Tvedt emphasizes that the Madison Area Music Association is a charity, and that the registration fee is a donation. He argues that the fee is "necessary" because it helps "maintain voting integrity and prevents subversion."
But even if a local act doesn't mind paying a few bucks to be considered for an award, its fans might not want to pay $5 to vote. Tvedt points to a lack of negative feedback about the fee, noting that music fans should be willing to donate at least a little bit of money to help recognize the local scene.
"We get no complaints on the $5 registration donation, though it amazes me that in 2014 we still hear complaints about $5 covers at our fundraisers," he says.
The MAMAs are just one facet of Tvedt's work as an advocate for local music. He and Matt Jacoby run a project called Local Sounds, whose mission is "to document and preserve Madison's music history as well as support the current roster of artists working in Madison."
Tvedt has been increasingly vocal about the need for musicians to be paid fairly. He's also been spending more time sharing ideas about how to build a financially sustainable music career. He says many local performers face two major obstacles when they're considering whether to pursue music full time.
"First is time, because building a network and a fan base takes an incredible amount of time on top of the rehearsing, recording, writing and gigging, and on top of a day job. The second is stability. Few groups can persevere long enough to realize their ambitions," he says.
The Local Sounds blog recently made waves with a post titled "The Revenue You May Be Missing Out On," which shared an infographic explaining how three Seattle musicians make a living through their art. While Seattle is a much larger city than Madison, Tvedt and Jacoby are interested in helping artists explore revenue opportunities they might not know about.
So how do the MAMAs fit into this work? For starters, they provide motivation to create. They also recognize some of the work that goes unnoticed in the life of a musician, from loading heavy gear into a van before a performance to practicing diligently before recording an album.

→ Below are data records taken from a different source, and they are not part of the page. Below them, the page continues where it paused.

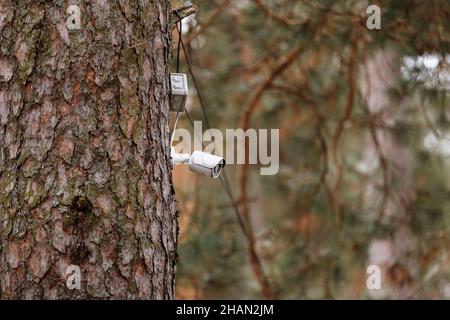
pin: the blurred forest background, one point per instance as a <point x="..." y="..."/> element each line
<point x="364" y="150"/>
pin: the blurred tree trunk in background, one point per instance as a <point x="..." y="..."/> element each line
<point x="84" y="157"/>
<point x="393" y="193"/>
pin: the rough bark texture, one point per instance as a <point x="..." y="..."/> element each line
<point x="84" y="157"/>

Tvedt says the presentation of this year's lifetime achievement awards will be especially moving. The 2014 recipient will be gospel icon Leotha Stanley, who'll be honored at the ceremony by Wisconsin Public Radio broadcaster Jonathan Overby.
New as of last year, there's also a songwriter award that honors a local composer for a body of work. Marques Bovre received the award in 2013, after dying of brain cancer.
"It was a very, very moving moment," says Tvedt. "There are always several very moving moments; some are poignant. Those are the highlights for me."